La ville du Havre, où le couvre-feu est imposé la nuit pour les jeunes, n'a pas été épargnée par les violences urbaines malgré les dizaines de millions d'euros engagés pour "requalifier" ses quartiers déshérités.
Au milieu d'une cour d'immeubles des quartiers nord, datant des années 1960, deux voitures calcinées, vestiges d'une nuit agitée, n'ont pas encore été enlevées. A quelques centaines de mètres, s'élèvent des petits immeubles et des pavillons flambant neufs qui ont remplacé d'anciennes tours démolies.
Ce contraste illustre la situation havraise où les frustrations sociales n'ont pas disparu, malgré un début de changement de la physionomie des quartiers. "Quelque 340 millions d'euros sont programmés sur la période 2000-08 dont 140 millions déjà engagés, que ce soit au titre du Grand projet de ville (GPV) ou de l'Agence nationale de la rénovation urbaine (ANRU)", explique Agathe Cahierre, maire adjointe UMP chargée de la politique de la ville.
Dans un périmètre comprenant 20.000 habitants, 480 logements ont déjà été démolis et reconstruits et le programme en prévoit quatre fois plus d'ici 2008. "La règle de l'ANRU est celle du +un pour un+, c'est-à-dire que pour un logement détruit un autre doit être reconstruit", affirme Agathe Cahierre.
La gauche ne conteste pas l'ampleur de l'effort engagé mais souligne qu'il n'a en rien résolu le problème "numéro un", à ses yeux l'emploi, et que dans certaines cages d'escalier 40% des jeunes restent au chômage. "Personne ne peut regretter la démolition de tours invivables mais en faisant cela on ne fait qu'une partie du chemin. Ce qu'il faut aussi, c'est du travail et moins de précarité", déclare ainsi le député de ces quartiers, Daniel Paul (PCF).
Celui-ci se montre sceptique sur le bilan de la zone franche mise en place en 1997 et qui a permis de créer 350 emplois, dont seulement la moitié pourvue par des habitants de ces quartiers.
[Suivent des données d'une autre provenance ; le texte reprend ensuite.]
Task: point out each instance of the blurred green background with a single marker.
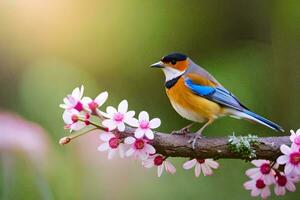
(49, 47)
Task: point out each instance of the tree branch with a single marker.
(178, 146)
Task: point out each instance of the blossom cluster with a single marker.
(283, 173)
(80, 112)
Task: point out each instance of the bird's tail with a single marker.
(246, 114)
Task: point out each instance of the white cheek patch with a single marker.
(172, 73)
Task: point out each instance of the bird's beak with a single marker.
(158, 65)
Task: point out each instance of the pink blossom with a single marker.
(139, 148)
(161, 163)
(291, 160)
(112, 144)
(118, 118)
(145, 126)
(263, 170)
(72, 120)
(258, 187)
(282, 183)
(73, 101)
(92, 105)
(204, 165)
(295, 138)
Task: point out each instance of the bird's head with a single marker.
(173, 65)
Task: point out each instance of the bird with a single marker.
(198, 97)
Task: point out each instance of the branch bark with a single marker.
(178, 146)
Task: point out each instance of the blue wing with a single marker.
(216, 94)
(223, 97)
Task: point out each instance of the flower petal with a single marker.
(269, 179)
(139, 133)
(160, 169)
(252, 171)
(130, 152)
(110, 124)
(197, 170)
(282, 159)
(123, 107)
(121, 150)
(78, 126)
(189, 164)
(121, 127)
(285, 149)
(111, 153)
(255, 192)
(155, 123)
(105, 137)
(129, 115)
(288, 169)
(149, 134)
(103, 147)
(290, 186)
(101, 98)
(144, 116)
(131, 121)
(258, 163)
(265, 192)
(86, 100)
(149, 149)
(249, 185)
(110, 112)
(129, 140)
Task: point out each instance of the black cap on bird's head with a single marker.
(173, 60)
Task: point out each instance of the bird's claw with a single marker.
(194, 139)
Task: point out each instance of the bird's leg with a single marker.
(183, 131)
(198, 134)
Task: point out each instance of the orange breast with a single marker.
(191, 106)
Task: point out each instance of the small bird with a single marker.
(197, 96)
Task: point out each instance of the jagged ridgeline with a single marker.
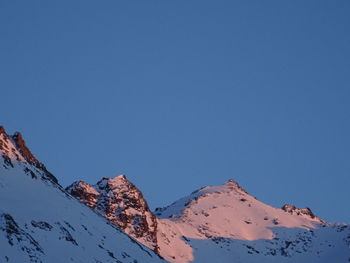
(112, 222)
(41, 222)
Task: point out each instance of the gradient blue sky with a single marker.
(181, 94)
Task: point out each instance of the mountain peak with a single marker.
(232, 183)
(119, 201)
(306, 212)
(24, 150)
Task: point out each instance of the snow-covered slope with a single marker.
(41, 222)
(225, 224)
(118, 200)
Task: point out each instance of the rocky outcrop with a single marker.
(293, 210)
(13, 149)
(119, 201)
(29, 157)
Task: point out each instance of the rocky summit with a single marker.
(110, 221)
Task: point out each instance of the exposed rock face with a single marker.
(13, 148)
(29, 157)
(39, 220)
(293, 210)
(122, 204)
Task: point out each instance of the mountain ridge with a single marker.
(104, 222)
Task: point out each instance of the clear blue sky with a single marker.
(182, 94)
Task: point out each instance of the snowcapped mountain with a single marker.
(41, 222)
(119, 201)
(226, 223)
(220, 224)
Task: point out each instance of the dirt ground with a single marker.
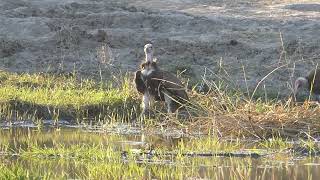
(239, 42)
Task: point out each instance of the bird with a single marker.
(158, 85)
(310, 82)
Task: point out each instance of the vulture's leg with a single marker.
(318, 97)
(139, 82)
(147, 101)
(169, 102)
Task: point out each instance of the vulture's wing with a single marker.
(140, 86)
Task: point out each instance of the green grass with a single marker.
(222, 111)
(41, 96)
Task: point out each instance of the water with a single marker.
(131, 153)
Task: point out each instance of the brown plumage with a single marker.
(160, 85)
(310, 82)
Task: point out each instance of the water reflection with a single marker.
(71, 157)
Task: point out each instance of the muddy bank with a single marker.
(222, 37)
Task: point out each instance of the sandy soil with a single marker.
(219, 39)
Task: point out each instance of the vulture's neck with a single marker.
(149, 57)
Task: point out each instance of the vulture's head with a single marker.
(299, 84)
(148, 49)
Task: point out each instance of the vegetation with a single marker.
(220, 110)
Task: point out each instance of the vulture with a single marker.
(311, 82)
(158, 85)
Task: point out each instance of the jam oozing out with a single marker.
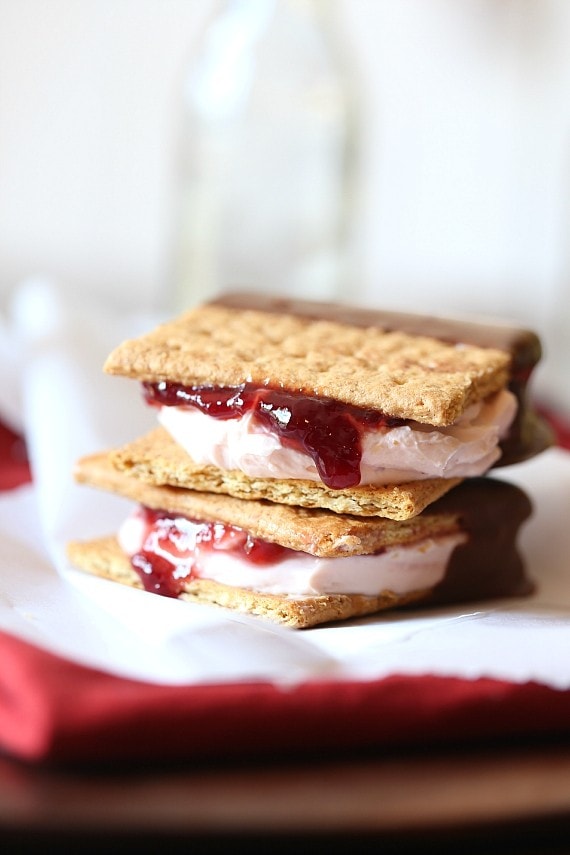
(328, 431)
(174, 546)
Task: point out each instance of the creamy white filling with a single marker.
(389, 455)
(401, 569)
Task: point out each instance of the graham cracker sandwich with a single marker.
(318, 405)
(303, 567)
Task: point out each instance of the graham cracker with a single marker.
(103, 557)
(157, 459)
(315, 531)
(402, 375)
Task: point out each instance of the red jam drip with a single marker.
(168, 533)
(328, 431)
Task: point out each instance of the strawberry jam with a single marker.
(328, 431)
(173, 548)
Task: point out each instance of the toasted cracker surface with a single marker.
(406, 376)
(104, 558)
(315, 531)
(157, 459)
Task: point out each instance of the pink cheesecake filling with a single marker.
(388, 453)
(167, 551)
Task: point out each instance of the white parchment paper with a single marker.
(68, 407)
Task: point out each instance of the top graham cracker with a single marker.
(406, 376)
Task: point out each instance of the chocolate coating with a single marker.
(489, 564)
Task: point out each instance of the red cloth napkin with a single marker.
(52, 709)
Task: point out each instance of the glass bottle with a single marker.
(267, 174)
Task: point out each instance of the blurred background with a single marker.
(439, 155)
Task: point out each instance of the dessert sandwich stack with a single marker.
(314, 462)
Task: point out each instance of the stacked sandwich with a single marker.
(315, 463)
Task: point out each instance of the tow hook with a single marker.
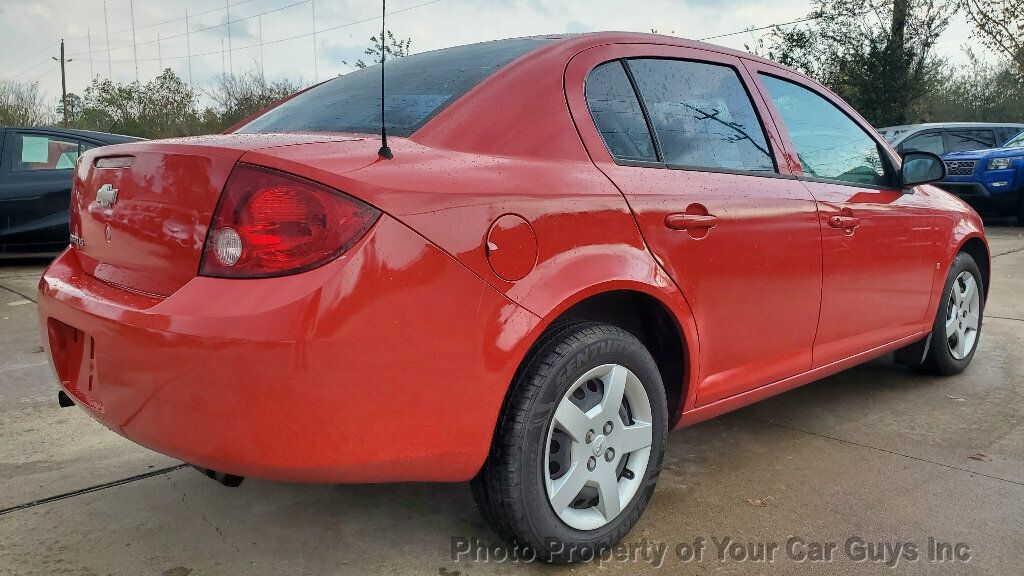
(227, 480)
(64, 400)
Agathe Cahierre reconnaît que ces chiffres sont "relativement modestes", d'autant que la plus importante entreprise créée - un centre d'appels - a depuis déménagé pour assurer son développement ailleurs.
Elle estime qu'il faut aujourd'hui inverser la manière d'appréhender le problème. "Il faut partir des offres d'emplois non satisfaites, qui sont 4.500 dans la zone d'emploi du Havre, et les mettre en face des 12.000 demandeurs d'emploi", selon elle.
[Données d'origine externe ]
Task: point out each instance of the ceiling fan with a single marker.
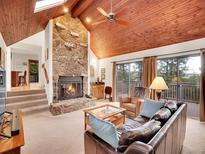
(111, 17)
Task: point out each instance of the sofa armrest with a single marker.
(139, 148)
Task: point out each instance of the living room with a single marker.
(109, 76)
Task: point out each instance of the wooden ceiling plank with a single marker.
(81, 7)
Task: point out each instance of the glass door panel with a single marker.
(122, 80)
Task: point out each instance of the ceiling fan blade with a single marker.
(102, 12)
(122, 22)
(99, 22)
(121, 12)
(120, 5)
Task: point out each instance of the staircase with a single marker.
(29, 101)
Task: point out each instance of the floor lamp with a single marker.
(158, 84)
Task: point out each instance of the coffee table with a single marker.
(111, 113)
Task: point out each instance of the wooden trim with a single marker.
(30, 61)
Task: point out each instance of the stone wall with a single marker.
(70, 51)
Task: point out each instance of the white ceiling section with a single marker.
(47, 4)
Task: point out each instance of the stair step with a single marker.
(17, 99)
(25, 92)
(26, 104)
(35, 109)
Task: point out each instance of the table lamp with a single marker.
(158, 84)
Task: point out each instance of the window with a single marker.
(126, 75)
(47, 4)
(182, 75)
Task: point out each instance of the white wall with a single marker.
(92, 63)
(48, 63)
(36, 39)
(19, 61)
(170, 49)
(7, 51)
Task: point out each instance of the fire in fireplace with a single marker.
(70, 87)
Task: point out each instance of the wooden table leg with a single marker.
(85, 123)
(123, 117)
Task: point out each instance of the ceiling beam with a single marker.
(81, 7)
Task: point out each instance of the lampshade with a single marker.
(158, 84)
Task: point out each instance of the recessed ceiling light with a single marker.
(47, 4)
(88, 20)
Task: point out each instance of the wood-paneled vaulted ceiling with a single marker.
(153, 23)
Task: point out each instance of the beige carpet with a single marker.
(47, 134)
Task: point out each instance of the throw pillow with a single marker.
(171, 105)
(143, 133)
(105, 130)
(162, 115)
(150, 107)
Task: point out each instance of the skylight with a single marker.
(47, 4)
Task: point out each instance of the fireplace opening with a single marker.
(70, 87)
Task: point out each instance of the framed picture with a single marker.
(102, 73)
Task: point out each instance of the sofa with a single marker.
(168, 140)
(132, 105)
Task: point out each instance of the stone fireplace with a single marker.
(70, 59)
(70, 87)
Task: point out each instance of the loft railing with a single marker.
(187, 92)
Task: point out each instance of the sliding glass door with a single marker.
(182, 74)
(126, 75)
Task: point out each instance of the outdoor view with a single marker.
(127, 75)
(182, 75)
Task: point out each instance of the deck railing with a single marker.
(187, 92)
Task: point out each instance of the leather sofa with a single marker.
(168, 140)
(132, 105)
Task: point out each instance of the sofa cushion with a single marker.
(141, 120)
(142, 133)
(125, 99)
(130, 125)
(105, 130)
(171, 105)
(129, 106)
(150, 107)
(162, 115)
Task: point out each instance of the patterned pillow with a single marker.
(171, 105)
(150, 107)
(105, 130)
(162, 115)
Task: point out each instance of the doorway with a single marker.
(33, 71)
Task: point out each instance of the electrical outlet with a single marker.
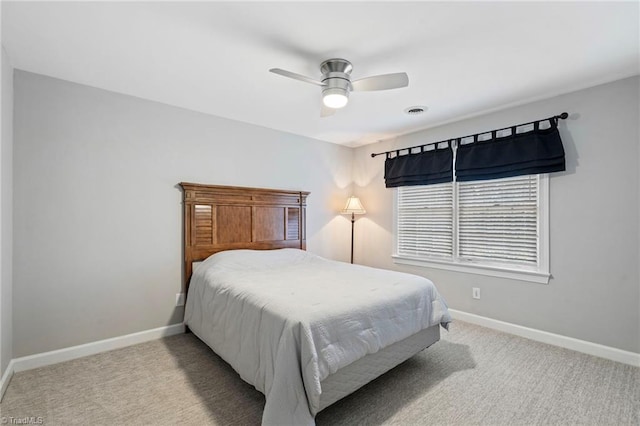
(476, 292)
(180, 299)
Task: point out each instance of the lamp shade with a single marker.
(354, 206)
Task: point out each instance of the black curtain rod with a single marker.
(562, 116)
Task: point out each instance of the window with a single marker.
(492, 227)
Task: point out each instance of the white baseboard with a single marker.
(67, 354)
(578, 345)
(6, 378)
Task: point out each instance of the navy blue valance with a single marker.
(533, 152)
(423, 168)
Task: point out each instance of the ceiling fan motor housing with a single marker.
(335, 76)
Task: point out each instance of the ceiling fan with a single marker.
(336, 83)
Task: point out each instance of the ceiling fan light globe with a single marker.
(335, 98)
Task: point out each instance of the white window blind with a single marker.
(425, 220)
(490, 224)
(498, 220)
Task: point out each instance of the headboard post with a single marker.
(218, 218)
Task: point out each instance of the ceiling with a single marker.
(462, 58)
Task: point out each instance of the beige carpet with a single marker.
(473, 376)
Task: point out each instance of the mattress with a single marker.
(287, 321)
(357, 374)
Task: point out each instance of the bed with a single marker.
(304, 330)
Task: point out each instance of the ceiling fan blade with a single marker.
(300, 77)
(381, 82)
(326, 111)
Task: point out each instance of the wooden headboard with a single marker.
(218, 218)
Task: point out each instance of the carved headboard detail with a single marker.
(218, 218)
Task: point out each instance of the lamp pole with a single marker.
(353, 220)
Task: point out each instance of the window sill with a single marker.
(492, 271)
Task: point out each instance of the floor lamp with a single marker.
(353, 207)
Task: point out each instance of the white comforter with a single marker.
(286, 319)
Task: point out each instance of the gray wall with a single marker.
(594, 294)
(98, 216)
(6, 213)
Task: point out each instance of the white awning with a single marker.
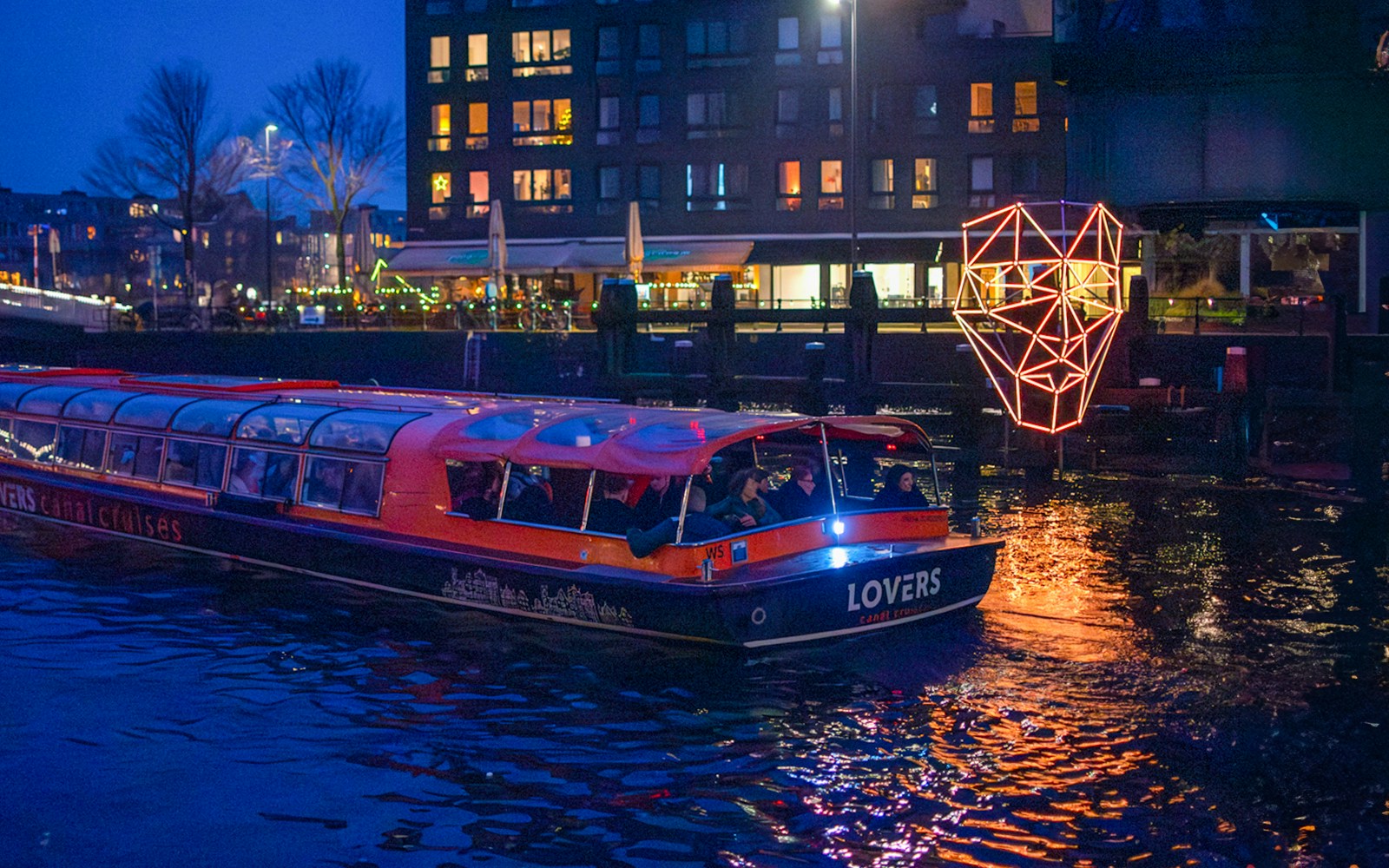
(470, 259)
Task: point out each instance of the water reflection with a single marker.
(1164, 674)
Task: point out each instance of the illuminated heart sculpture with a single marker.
(1041, 306)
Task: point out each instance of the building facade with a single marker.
(727, 122)
(1245, 141)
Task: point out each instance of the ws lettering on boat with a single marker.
(685, 524)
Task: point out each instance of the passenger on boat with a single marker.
(899, 490)
(798, 497)
(478, 486)
(659, 500)
(745, 507)
(247, 474)
(280, 478)
(610, 514)
(528, 499)
(699, 527)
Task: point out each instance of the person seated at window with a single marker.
(247, 474)
(799, 499)
(660, 500)
(745, 506)
(610, 513)
(326, 483)
(899, 490)
(528, 499)
(280, 477)
(477, 488)
(699, 527)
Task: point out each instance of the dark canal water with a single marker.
(1166, 673)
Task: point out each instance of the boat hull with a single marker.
(833, 592)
De son côté, Redouane Tamer, directeur de l'association Trait d'union qui rayonne sur le quartier du Mont-Gaillard, estime qu'il faut "mener de front" l'intervention sur le bâti et ce travail sur l'emploi. Il souligne en particulier que les associations oeuvrant en ce sens ont besoin d'être assurées de leurs subventions pour pouvoir travailler dans la durée. "Les choses se sont améliorées pour nous mais je n'oublie pas que la suppression des emplois-jeunes en 2003 a failli nous être fatal", affirme-t-il.
Tous conviennent que le règlement du problème se comptera en années, voire en dizaines d'années et que, en attendant, ces quartiers resteront une poudrière. "Nous n'avons pas été si touchés ces derniers jours mais nous ne sommes toujours pas à l'abri de faits graves qui peuvent survenir soudainement de manière imprévisible", prévient Redouane Tamer.